I spent a happy Friday afternoon building a red car out of cake for grandson Gregor’s second birthday party. Following a guide on YouTube, I was attempting to copy what the instructor demonstrated.

The cake didn’t rise as well as hers did. Oh well, I thought, it can be a low-riding sports car. She recommended piping the frosting on, but then, she sounded like she was in sizzling Australia where the butter cream icing remains soft and pliable, not in a cold farmhouse in northeastern Scotland where it goes brick hard. I spread it and smoothed it with a knife dunked in boiling water. I discovered later that I should have rested the piping bags on the radiator – but then, it hadn’t been on yet when I was decorating the cake.

End result? A slightly wonky car with a flat tire. Did Greg notice? No, I think I got away with it…
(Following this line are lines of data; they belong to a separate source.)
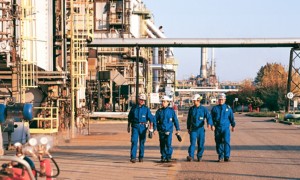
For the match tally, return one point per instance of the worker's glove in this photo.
(178, 136)
(150, 134)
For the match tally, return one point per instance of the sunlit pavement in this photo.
(261, 149)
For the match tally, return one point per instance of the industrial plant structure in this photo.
(45, 59)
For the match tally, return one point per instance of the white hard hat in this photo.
(196, 97)
(221, 96)
(142, 97)
(166, 98)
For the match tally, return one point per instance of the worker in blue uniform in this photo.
(166, 119)
(222, 116)
(139, 118)
(195, 125)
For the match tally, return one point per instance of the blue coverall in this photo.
(165, 120)
(138, 117)
(222, 116)
(195, 125)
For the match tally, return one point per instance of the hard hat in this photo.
(142, 97)
(166, 98)
(196, 97)
(222, 96)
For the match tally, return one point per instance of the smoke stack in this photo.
(203, 67)
(213, 71)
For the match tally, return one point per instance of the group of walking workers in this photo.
(218, 120)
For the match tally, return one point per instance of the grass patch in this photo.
(261, 114)
(295, 121)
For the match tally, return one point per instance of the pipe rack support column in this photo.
(287, 107)
(137, 74)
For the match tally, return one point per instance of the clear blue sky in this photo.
(228, 19)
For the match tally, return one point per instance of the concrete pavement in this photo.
(261, 149)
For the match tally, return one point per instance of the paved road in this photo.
(261, 149)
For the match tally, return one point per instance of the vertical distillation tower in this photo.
(28, 47)
(81, 29)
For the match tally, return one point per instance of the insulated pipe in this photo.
(197, 42)
(150, 34)
(155, 62)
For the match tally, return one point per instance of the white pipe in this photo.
(196, 42)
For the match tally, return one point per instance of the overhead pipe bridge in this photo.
(293, 43)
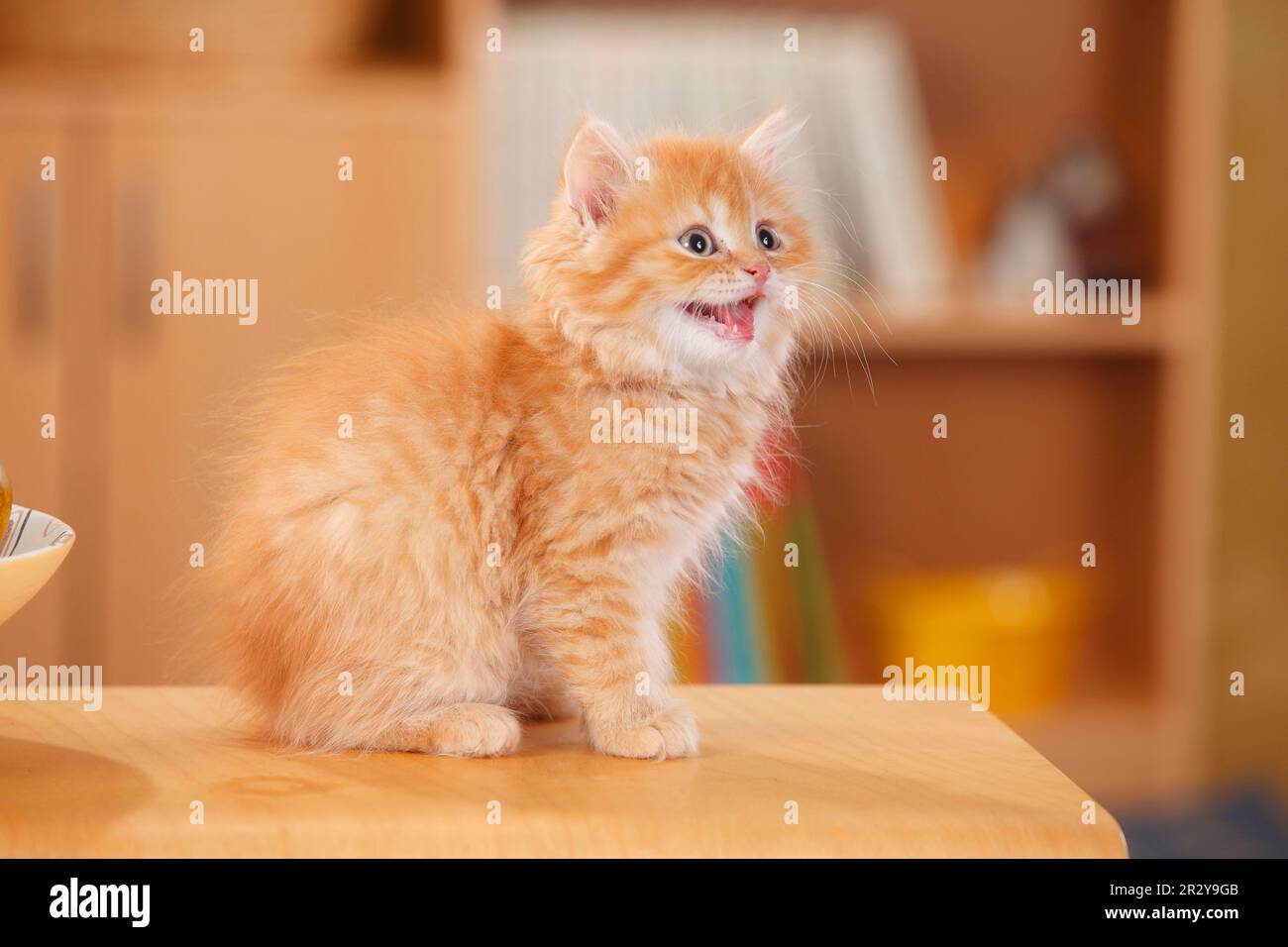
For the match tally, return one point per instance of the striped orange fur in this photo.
(472, 554)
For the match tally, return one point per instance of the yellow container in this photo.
(1022, 624)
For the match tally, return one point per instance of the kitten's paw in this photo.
(671, 732)
(472, 729)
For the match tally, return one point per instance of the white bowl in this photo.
(31, 551)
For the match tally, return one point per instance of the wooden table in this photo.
(867, 777)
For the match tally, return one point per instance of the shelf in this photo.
(975, 329)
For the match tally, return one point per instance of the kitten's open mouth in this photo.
(734, 321)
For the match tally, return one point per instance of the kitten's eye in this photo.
(767, 237)
(698, 243)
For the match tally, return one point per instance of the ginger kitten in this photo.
(476, 553)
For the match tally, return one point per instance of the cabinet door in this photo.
(34, 224)
(246, 192)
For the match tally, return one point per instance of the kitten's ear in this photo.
(767, 144)
(595, 167)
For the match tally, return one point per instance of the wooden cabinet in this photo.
(219, 184)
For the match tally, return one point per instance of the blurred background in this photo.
(958, 151)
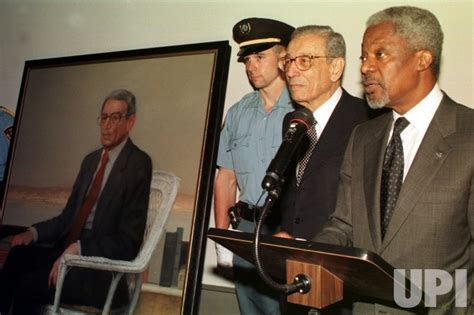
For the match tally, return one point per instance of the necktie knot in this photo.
(313, 139)
(400, 125)
(312, 135)
(105, 158)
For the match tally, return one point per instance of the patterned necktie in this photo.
(83, 214)
(313, 139)
(392, 173)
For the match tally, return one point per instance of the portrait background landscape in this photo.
(180, 92)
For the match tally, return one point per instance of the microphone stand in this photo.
(301, 283)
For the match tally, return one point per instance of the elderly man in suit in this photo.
(406, 188)
(105, 216)
(314, 65)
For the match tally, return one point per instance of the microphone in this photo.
(301, 120)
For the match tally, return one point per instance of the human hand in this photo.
(53, 274)
(24, 238)
(224, 256)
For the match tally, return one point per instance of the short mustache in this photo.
(369, 80)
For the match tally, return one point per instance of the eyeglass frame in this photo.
(103, 118)
(283, 60)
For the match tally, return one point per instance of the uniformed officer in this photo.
(250, 137)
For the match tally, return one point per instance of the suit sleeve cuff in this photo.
(33, 231)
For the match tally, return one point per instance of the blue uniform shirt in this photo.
(250, 139)
(6, 126)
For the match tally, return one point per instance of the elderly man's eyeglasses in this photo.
(302, 63)
(113, 118)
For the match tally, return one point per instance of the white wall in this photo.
(37, 29)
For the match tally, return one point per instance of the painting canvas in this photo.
(180, 92)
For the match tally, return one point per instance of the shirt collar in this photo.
(283, 100)
(422, 113)
(114, 153)
(324, 112)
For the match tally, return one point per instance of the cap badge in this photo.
(245, 28)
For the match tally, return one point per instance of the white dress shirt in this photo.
(419, 117)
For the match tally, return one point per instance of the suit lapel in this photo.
(374, 151)
(430, 156)
(88, 175)
(113, 181)
(329, 141)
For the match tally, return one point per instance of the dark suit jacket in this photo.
(305, 209)
(120, 215)
(432, 226)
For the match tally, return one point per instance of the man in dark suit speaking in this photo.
(105, 216)
(314, 65)
(406, 188)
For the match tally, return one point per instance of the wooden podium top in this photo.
(362, 271)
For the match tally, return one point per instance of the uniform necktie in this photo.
(392, 173)
(83, 214)
(313, 139)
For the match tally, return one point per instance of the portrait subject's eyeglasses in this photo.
(113, 118)
(302, 63)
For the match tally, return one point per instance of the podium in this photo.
(331, 268)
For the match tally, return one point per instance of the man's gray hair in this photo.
(335, 44)
(125, 96)
(419, 27)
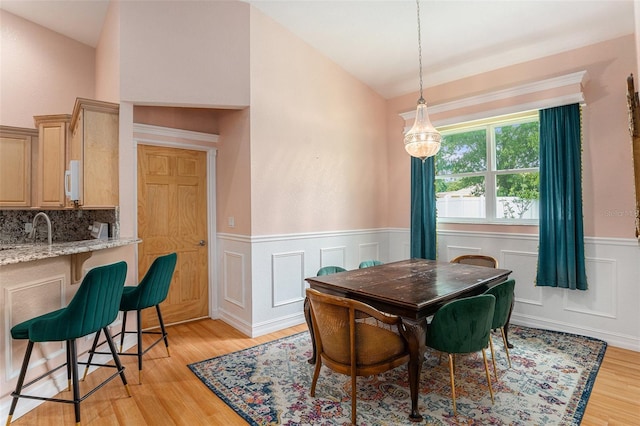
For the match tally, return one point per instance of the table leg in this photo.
(307, 317)
(416, 333)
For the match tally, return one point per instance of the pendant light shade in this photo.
(423, 140)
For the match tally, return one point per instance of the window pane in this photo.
(517, 196)
(517, 146)
(460, 197)
(462, 153)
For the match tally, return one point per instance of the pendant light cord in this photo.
(421, 100)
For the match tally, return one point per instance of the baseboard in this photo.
(613, 339)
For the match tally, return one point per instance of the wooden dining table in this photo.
(413, 289)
Whatever you do, do it in love, Scripture advises. I may not utter the perfect prayer when in a group or meeting; I may not remember the name of the new girl coming in the church door but I can still smile a warm welcome; I am not perfect. Despite our apprehensions, it’s the love that others see, not the perfect offering. It’s the love that God sees.

My life might look a mess, slightly crooked and with a flat tire. But God sees my heart. I don’t have to be perfect before I come to him.